A group of security researchers have discovered a critical flaw within automatic carwash systems that are connected to the Internet. The vulnerability could potentially be exploited by remotely hijacking the carwash and directly pose a risk to the health and well-being of the vehicle’s occupants through various means of entrapment, vehicle damage or even physically attack individuals.
In an ever-evolving technological world, modern carwashes have become what we are accustomed to think of as “smart” – fully automated and remotely controlled. As much as the Internet-of-Things and interconnectivity may be a wondrous thing, smart control systems connected to the Internet are nonetheless still susceptible to a remote intrusion and consequently be exploited.
Vulnerabilities in Drive-Through Carwashes Connected to the Internet
The CEO of Whitescope Security, Billy Rios and QED Secure Solutions founder Jonathan Butts were able to find vulnerabilities in drive-through carwashes connected to the Internet. The PDQ LaserWash carwashes are widely popular and accessible around the US mainly because they do not require staff to operate. The carwash itself is fully-automated and unlike most conventional carwashes, it does not require brushes nor any physical contact with the vehicle. A mechanical arm effortlessly operates around the vehicle spraying water and wax. The built-in touchscreen interface of the carwash allows for the customer to interact with it and choose their preferred cleaning option without any interactions with staff. On the other hand, the bay doors at the entrance and the exit can be programmed to open and close at the start and end of each day.

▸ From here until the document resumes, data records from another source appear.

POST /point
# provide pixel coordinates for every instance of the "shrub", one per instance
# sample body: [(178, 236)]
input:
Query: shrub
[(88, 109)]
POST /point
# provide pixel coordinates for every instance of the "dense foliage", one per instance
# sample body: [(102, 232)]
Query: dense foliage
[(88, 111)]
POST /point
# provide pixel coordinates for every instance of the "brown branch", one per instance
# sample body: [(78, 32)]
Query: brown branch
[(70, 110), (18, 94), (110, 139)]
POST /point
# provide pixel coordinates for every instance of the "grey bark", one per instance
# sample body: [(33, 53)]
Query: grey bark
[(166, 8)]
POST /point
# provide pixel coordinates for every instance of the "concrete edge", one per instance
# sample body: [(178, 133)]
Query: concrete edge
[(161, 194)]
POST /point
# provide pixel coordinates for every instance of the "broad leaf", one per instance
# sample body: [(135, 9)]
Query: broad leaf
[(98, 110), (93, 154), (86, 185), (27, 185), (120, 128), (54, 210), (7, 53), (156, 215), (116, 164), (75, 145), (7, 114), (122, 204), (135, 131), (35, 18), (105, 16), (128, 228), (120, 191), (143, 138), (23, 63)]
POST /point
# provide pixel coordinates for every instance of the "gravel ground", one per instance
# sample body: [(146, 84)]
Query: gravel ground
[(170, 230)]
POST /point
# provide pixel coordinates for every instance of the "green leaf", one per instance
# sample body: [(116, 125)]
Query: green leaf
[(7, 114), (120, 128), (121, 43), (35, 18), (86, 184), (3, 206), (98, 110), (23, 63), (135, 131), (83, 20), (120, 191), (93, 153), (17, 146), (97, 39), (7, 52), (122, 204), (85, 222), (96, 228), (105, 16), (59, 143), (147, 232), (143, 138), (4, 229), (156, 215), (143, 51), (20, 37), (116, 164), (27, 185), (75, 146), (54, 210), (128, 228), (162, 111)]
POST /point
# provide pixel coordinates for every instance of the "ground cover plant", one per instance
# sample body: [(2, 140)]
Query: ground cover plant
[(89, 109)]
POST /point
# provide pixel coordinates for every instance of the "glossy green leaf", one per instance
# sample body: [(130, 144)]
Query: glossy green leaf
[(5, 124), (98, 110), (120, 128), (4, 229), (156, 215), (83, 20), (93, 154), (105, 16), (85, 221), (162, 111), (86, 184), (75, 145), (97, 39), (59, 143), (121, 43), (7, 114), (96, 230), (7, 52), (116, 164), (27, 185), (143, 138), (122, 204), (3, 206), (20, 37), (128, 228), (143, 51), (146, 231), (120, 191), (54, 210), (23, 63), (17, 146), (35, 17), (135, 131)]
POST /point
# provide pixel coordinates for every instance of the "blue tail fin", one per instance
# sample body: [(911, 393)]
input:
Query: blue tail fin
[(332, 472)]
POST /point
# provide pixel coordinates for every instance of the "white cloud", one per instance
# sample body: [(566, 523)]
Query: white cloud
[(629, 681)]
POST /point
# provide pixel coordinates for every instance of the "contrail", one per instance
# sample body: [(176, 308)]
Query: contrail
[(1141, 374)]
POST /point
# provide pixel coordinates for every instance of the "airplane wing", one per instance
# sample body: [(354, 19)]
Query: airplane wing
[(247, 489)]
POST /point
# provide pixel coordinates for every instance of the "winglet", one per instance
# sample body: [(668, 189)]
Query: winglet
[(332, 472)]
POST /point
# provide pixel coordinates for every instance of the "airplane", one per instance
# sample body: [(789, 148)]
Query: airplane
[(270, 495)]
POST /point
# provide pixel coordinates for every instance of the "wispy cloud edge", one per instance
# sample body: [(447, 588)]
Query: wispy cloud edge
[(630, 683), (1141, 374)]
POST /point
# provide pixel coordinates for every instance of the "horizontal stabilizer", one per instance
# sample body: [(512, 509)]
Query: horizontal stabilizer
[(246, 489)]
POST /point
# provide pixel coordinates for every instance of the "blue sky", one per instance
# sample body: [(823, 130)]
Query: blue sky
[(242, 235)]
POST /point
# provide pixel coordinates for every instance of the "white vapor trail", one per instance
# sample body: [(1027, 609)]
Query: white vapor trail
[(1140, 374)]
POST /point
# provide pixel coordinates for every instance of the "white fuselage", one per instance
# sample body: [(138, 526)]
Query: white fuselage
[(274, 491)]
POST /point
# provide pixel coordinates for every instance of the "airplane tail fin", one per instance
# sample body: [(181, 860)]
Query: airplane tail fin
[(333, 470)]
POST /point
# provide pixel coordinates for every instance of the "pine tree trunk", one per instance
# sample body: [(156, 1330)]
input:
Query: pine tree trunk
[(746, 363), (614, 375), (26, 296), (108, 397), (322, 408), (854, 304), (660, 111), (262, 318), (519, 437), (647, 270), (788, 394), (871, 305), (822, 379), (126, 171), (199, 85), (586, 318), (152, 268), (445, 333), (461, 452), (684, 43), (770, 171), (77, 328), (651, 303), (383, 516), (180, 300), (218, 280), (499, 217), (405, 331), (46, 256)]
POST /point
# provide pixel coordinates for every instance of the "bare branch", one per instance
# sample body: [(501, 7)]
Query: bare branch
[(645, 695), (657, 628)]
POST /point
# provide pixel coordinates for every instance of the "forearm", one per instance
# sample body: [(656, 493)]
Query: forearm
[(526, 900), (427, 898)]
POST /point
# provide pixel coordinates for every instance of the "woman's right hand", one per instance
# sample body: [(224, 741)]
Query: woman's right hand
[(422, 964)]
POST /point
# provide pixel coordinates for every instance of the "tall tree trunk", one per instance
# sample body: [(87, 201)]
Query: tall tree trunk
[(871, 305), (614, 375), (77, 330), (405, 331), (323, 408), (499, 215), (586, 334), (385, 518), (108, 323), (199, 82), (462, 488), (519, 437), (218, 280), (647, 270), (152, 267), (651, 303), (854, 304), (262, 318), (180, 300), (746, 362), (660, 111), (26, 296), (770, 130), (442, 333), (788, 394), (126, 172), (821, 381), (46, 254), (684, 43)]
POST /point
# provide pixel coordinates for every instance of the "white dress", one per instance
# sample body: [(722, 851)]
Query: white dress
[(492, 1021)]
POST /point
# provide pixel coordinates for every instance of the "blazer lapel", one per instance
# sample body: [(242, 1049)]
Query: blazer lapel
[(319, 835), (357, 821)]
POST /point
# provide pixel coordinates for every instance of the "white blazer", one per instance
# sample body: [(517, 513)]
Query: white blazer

Authentication Bypass Within Built-In Web Server
What might come as a surprise is that the operating system of the PDQ LaserWash – on which the tests were initially performed, uses an embedded WindowsCE operating system which is no longer supported by Microsoft. Outdated and unsupported operating system are often favored by hackers dealing with the issue of hijacking and exploitation. The main flaw that researchers have discovered is an authentication bypass within the built-in web server. This in turn allows access to control panel. PDQ systems require a username and password to access them online however, the researchers claim the default password can be easily guessed (1234 as it is in many cases). By far, not all carwashes operate on fully-automatic basis, using the Shodan search engine the researchers were able to find over 150 carwashes online, vulnerably exposed to hijacks.
The security issue resides in the very core of the problem, that of the carwash being directly connected to the Internet. The web-based interface guarantees little security regardless of the ability for the business owner to remotely operate the carwash. If the hijack is successful, a hacker could exploit the above mentioned vulnerability in various ways including:
- The ability to send an instantaneous command by writing a fully automated attack script that bypasses authentication to close either one or both bays of the carwash, thus trap the vehicle inside.
- Repeatedly open and close one of the bays as the driver attempts to leave, inflicting multiple strikes upon the vehicle and causing damage in the process.
- Possibility of injuring or harming the respective occupants of the vehicle both inside or outside the vehicle.
- Easily manipulate the mechanical arm to continuously spew water or to hit the vehicle, hence making it increasingly difficult for occupants to exit the vehicle.
In the meantime, ICS-CERT has issued an advisory warning regarding automated car wash systems such as LaserWash, LaserJet and ProTouch – all manufactured by PDQ, stating that all three systems are susceptible to remote intrusions, requiring a “low skill level to exploit”. Further affected systems, both within and out with the US include:
- All versions of ProTouch Icon, ProTouch AutoGlass and ProTouch Tandem.
- All versions of LaserWash AutoXpress and AutoXpress Plus.
- All versions of LaserWash 360 and LaserWash 360 Plus.
- All versions of LaserWash M5.
- All versions of LaserWash G5 and LaserWash G5 S Series.
- All versions of LaserJet.
It is unclear as to what the timeframe for the anticipated fix will be nor the period of length it will be in development. Until then, carwash owners would have to remain patient, with ICS-CERT having compiled a list of PDQ’s recommendations for carwash owners devised to help them mitigate and limit the chances of already affected carwash systems being hijacked and exploited.